New York based artist Borden Capalino uses materials such as recycled lumber, plastic tarps, cardboard, fallen wood, and general detritus to re-examine minimalism in the context of demise, desperation, and decay.
Swiss artist Marianne Eigenheer’s work includes interdisciplinary projects with scientists, anthropologists, and designers. She is particularly interested in ‘glocal’ issues – cross-cultural research and new media.
Texas based artist Brian Fridge creates distinctly low-tech videos, operating with a minimalist’s mentality. By restricting his palette, tools, and scope, Fridge challenges both himself and the viewer with slow-moving abstract images and forms.
Miami based artist Nicolas Lobo’s sculptural practice is predicated on pursuing the inaccessible and the intangible. He attempts to translate these metaphysical “things” that are beyond our cognitive realm of understanding into physical volumes and forms.

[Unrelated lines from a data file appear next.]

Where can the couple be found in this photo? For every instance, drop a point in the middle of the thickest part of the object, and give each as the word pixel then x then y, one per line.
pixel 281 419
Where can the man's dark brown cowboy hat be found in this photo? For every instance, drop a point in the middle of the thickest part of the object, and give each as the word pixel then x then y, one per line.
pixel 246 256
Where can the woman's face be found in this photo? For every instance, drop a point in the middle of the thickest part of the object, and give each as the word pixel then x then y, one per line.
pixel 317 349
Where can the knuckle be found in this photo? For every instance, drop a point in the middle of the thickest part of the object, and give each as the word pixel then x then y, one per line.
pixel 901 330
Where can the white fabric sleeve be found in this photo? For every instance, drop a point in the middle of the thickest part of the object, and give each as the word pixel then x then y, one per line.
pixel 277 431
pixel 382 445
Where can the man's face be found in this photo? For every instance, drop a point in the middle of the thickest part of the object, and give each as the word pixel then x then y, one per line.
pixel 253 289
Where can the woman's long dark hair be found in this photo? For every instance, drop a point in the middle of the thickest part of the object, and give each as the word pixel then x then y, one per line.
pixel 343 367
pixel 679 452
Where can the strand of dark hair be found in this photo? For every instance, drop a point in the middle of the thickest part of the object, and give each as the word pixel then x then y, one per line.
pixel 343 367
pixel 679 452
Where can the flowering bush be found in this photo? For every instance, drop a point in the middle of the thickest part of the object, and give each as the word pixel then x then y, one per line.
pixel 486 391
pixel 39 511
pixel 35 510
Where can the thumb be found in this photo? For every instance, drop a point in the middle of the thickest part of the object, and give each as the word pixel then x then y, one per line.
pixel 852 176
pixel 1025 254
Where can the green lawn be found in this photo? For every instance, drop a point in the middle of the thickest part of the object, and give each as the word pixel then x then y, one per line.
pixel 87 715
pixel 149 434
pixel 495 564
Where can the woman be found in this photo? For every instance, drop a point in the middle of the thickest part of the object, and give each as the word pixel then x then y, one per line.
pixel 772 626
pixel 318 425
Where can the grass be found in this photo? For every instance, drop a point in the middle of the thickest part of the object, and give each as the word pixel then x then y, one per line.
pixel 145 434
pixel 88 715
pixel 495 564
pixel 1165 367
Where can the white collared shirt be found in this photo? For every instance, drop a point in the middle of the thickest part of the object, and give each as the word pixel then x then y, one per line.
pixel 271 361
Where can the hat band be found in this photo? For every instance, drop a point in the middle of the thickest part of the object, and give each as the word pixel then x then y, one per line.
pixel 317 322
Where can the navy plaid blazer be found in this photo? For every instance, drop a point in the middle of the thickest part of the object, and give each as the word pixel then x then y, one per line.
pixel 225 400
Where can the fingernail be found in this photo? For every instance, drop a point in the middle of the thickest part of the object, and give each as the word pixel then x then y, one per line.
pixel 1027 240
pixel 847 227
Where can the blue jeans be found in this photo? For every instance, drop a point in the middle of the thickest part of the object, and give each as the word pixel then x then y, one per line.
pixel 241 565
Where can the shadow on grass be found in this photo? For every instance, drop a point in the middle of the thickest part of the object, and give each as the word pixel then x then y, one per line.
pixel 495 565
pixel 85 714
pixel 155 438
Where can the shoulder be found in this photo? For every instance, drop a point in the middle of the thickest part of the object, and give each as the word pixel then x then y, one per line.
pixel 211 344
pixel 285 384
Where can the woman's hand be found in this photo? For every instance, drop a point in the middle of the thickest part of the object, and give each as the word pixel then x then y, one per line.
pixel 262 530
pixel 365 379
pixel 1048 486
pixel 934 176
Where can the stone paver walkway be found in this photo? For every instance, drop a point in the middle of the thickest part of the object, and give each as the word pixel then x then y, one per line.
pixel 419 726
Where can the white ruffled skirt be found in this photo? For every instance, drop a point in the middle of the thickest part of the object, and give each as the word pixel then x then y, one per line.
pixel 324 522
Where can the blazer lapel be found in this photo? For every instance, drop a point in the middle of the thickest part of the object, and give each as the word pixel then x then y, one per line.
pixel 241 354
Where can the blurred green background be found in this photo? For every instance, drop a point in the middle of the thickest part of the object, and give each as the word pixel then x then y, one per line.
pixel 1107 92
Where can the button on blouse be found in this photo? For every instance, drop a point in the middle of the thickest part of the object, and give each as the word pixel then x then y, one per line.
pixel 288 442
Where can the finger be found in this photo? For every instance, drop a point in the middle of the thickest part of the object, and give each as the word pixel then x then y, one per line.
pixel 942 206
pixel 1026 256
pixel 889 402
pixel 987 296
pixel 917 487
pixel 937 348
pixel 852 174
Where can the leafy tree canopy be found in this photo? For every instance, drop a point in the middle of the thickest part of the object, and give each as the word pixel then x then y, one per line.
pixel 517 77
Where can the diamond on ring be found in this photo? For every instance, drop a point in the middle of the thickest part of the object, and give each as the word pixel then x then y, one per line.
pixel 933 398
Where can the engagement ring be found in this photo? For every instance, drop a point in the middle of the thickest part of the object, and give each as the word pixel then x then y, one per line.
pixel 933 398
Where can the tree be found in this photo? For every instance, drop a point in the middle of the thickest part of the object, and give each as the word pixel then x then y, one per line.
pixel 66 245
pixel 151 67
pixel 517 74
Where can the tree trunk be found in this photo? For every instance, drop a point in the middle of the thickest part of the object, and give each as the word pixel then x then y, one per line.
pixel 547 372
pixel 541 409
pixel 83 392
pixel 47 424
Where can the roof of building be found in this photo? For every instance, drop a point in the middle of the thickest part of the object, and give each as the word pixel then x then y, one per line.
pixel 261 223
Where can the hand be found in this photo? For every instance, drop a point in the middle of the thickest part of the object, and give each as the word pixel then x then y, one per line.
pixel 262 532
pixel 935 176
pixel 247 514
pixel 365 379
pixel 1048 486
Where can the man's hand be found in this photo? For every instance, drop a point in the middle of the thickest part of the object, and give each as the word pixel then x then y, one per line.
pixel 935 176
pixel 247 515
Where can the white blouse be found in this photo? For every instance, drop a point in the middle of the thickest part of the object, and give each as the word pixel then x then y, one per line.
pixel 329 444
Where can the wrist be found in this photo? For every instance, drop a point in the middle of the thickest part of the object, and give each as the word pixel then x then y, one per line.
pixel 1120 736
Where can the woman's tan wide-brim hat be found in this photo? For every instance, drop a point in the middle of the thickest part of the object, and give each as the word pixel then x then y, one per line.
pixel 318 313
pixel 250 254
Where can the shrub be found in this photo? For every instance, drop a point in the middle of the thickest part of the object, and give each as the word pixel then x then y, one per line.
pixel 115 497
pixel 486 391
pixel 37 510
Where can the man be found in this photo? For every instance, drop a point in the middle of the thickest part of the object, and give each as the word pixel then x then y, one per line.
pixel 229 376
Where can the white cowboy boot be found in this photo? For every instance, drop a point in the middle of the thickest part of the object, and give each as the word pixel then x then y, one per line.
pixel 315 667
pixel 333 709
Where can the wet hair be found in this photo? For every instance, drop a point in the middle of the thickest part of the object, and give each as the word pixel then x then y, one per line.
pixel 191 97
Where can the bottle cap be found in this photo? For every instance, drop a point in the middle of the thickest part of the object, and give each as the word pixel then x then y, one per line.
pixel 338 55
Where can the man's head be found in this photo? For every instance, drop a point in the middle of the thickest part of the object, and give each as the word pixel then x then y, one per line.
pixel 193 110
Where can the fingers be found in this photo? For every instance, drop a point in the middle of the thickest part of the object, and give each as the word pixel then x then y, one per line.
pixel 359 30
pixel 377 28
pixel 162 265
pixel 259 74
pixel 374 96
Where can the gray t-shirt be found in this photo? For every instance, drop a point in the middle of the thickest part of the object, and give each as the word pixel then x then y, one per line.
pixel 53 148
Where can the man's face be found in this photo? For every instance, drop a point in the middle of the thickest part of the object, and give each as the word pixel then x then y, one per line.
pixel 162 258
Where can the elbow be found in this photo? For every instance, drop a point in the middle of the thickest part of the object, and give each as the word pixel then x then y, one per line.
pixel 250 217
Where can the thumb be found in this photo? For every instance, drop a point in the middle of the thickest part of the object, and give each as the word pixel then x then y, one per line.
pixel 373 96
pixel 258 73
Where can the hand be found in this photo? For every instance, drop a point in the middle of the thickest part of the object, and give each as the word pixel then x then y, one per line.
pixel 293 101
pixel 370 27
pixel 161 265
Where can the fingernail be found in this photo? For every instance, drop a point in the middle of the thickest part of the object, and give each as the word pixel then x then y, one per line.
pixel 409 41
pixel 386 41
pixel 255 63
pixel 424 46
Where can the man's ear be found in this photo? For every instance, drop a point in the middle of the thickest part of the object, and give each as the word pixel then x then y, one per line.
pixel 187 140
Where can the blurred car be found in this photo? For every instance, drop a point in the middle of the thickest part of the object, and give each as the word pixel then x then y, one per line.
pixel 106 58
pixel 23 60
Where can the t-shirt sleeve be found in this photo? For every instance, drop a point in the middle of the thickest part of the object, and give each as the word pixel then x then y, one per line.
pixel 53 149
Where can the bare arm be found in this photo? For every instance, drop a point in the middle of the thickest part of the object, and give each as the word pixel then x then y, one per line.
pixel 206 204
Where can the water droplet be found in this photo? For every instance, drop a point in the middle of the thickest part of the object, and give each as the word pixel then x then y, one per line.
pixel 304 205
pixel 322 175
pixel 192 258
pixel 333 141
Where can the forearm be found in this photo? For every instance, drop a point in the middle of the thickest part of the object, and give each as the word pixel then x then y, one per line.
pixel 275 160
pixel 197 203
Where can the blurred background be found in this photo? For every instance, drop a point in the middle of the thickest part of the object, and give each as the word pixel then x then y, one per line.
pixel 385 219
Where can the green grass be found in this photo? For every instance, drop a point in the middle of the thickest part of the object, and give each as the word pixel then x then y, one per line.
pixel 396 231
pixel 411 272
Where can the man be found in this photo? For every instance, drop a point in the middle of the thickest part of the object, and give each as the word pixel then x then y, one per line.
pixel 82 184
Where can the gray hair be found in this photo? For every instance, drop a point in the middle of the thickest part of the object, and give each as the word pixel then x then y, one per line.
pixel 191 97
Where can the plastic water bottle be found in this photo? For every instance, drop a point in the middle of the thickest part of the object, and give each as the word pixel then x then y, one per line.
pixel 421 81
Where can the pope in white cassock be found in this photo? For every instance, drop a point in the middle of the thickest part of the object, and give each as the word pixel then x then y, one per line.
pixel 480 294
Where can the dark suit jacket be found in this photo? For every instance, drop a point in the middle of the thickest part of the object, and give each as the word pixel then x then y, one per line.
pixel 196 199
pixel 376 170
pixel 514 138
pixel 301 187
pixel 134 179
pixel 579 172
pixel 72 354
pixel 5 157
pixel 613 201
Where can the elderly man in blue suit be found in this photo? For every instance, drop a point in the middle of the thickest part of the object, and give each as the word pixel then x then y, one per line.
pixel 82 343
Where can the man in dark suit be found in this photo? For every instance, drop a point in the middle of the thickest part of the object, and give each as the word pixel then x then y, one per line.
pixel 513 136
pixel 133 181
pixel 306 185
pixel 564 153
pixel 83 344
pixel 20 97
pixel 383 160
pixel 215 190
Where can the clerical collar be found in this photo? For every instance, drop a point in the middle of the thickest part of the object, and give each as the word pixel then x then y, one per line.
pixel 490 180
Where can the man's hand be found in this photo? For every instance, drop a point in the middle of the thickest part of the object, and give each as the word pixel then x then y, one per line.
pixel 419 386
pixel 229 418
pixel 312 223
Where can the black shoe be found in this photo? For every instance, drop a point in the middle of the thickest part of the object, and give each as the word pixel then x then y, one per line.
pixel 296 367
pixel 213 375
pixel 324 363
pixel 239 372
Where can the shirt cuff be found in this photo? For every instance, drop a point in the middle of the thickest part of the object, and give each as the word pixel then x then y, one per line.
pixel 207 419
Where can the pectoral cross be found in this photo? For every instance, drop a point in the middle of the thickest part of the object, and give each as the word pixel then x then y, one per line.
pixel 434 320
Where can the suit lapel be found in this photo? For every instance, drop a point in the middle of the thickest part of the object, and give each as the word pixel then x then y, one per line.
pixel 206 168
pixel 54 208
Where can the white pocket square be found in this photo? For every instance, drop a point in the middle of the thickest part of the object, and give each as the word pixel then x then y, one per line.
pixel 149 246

New York based artist Nathlie Provosty’s work is a meditation on the lineage of materials, wherein she creates visually compelling investigations into the history of recurring geometric forms.
New York based artist Cordy Ryman’s work ranges from small to large scale and often interacts with the spaces in which they are presented. When Ryman works on a smaller scale, his paintings tend to be saturated with paint, transforming the nature of the scrap materials he works with. The undulating surfaces of these works push the boundary between sculpture and painting.